June 16, 2022 · less than 3 min read
Nike could be in hot water.
Upping the stakes
If we told you Nike and Adidas were heading to court, we wouldn’t blame you if you responded with a yawn and “What? Again?” It’s true that the pair have taken their differences to court on more than one occasion, but in the latest face-off of the retailing giants, Adidas has upped the stakes.
The three-stripe brand has filed its first ever federal lawsuit against Nike, alleging that its competitor infringed on no fewer than nine of its patented technologies, including its adjustable shoe tech and smartphone apps. Anyone can make a mistake – but making nine?
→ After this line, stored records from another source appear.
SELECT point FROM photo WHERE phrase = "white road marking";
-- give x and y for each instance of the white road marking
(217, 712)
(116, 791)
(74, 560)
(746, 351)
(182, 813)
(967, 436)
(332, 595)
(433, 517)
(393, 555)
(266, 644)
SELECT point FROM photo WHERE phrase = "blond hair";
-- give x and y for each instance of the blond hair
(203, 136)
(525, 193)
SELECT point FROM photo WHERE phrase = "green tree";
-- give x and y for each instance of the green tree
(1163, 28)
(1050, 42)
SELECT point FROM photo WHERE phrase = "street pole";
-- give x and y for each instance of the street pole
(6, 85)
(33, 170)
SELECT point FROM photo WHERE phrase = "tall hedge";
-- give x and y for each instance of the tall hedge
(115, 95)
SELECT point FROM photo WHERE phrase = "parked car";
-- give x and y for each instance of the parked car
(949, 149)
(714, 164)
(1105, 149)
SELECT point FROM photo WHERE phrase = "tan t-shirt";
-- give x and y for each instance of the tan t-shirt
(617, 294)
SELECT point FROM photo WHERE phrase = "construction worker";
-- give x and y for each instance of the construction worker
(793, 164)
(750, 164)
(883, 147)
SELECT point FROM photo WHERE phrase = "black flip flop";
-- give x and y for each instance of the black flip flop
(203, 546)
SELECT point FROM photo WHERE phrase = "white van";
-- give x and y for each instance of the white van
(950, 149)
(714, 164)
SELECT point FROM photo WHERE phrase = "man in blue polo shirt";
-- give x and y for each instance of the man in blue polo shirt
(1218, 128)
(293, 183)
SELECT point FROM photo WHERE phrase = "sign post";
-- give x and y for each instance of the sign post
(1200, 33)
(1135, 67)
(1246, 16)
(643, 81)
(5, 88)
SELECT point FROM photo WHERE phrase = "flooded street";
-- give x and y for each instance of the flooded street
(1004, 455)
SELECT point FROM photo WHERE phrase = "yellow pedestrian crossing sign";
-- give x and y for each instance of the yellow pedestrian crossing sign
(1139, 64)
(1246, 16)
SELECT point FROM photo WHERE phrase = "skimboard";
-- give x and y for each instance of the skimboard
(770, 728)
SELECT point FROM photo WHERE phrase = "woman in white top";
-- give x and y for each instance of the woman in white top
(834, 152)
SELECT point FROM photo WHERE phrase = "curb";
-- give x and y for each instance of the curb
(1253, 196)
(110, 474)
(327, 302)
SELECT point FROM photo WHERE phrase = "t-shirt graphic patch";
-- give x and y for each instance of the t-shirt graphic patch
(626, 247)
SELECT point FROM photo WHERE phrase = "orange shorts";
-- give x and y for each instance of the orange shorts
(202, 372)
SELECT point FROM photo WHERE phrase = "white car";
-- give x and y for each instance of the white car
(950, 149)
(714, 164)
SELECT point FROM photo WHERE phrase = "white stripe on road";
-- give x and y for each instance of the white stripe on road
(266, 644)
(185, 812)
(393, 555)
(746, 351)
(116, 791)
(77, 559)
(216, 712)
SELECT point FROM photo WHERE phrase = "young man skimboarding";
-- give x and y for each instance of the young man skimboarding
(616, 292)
That seems a little more than clumsy.
A tale as old as time
One of the key parts of the filing relates to – surprise, surprise – in-app purchases and perks. If you’ve kept half an eye on app innovation over the last few years, you’ll know just how much trouble in-app purchases can cause. Adidas is accusing Nike’s Run Club, Training Club, and SNKRS apps of copying Adidas’s own ideas. Whether it’s being able to reserve exclusive sneakers or getting audio feedback on your workouts, Adidas thinks it got there first.
Adidas is also claiming Nike’s Adapt sneakers are just a cut and paste of its own Adidas_1. This is a sneaker that features a kind of ‘motor’ on the inside of the shoe that dynamically adjusts the conditions and stiffness of the shoe depending on the environment which it’s being used in. Neat.
Adidas is seeking damages, but the ramifications of this court case could be widespread. If the firm is able to cut off GPS mapping, heart tracking and a whole host of other fitness features, it could be big trouble for the fitness app world in general. Moral of the story? Don’t get on the wrong side of Adidas.